To complete the isotonic regression task in the $L_2$ metric, we may then choose any non-decreasing function $f(x)$ such that $f(x_i) = \hat{y}_i$ for all i. Any such function obviously solves
 $\min_f \sum_{i=1}^n w_i (f(x_i) - y_i)^2$ subject to $f$ being nondecreasing
and can be used to predict the $y$ values for new values of $x$. A common choice when $x_i \in \mathbb{R}$ would be to interpolate linearly between the points $(x_i,\hat{y}_i)$, as illustrated in the figure, yielding a continuous piecewise linear function:
$$f(x) = \begin{cases}
                 \hat{y}_1 & \text{if } x \le x_1 \\
                 \hat{y}_i + \frac{x-x_i}{x_{i+1}-x_i}(\hat{y}_{i+1}-\hat{y}_i) & \text{if } x_i \le x \le x_{i+1} \\
                 \hat{y}_n & \text{if } x \ge x_n
              \end{cases}$$

It is possible -- but more time-consuming -- to compute an isotonic regression in a metric other than $L_2$. An $L_1$ fit has a least absolute deviation and may thus be more robust to large outliers than an $L_2$ fit with its least squares criterion.

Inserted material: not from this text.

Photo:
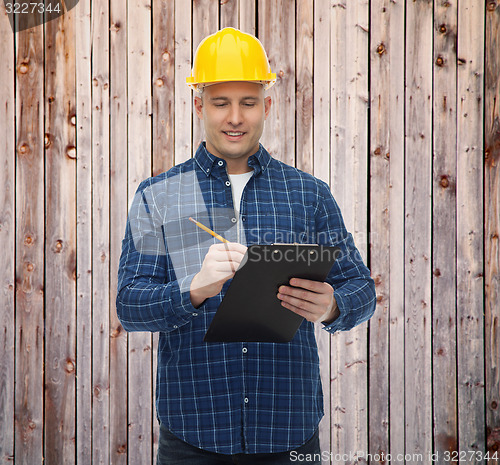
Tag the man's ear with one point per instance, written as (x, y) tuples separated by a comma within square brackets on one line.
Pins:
[(267, 106), (198, 106)]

Another generalisation is to unimodal regressions, i.e. to fits with a non-decreasing segment followed by a non-increasing segment (or vice versa).

== Centered isotonic regression ==

As this article's first figure shows, in the presence of monotonicity violations the resulting interpolated curve will have flat (constant) intervals. In dose-response applications it is usually known that $f(x)$ is not only monotone but also smooth. The flat intervals are incompatible with $f(x)$'s assumed shape, and can be shown to be biased. A simple improvement for such applications, named centered isotonic regression (CIR), was developed by Oron and Flournoy and shown to substantially reduce estimation error for both dose-response and dose-finding applications. Both CIR and the standard isotonic regression for the univariate, simply ordered case, are implemented in the R package "cir". This package also provides analytical confidence-interval estimates.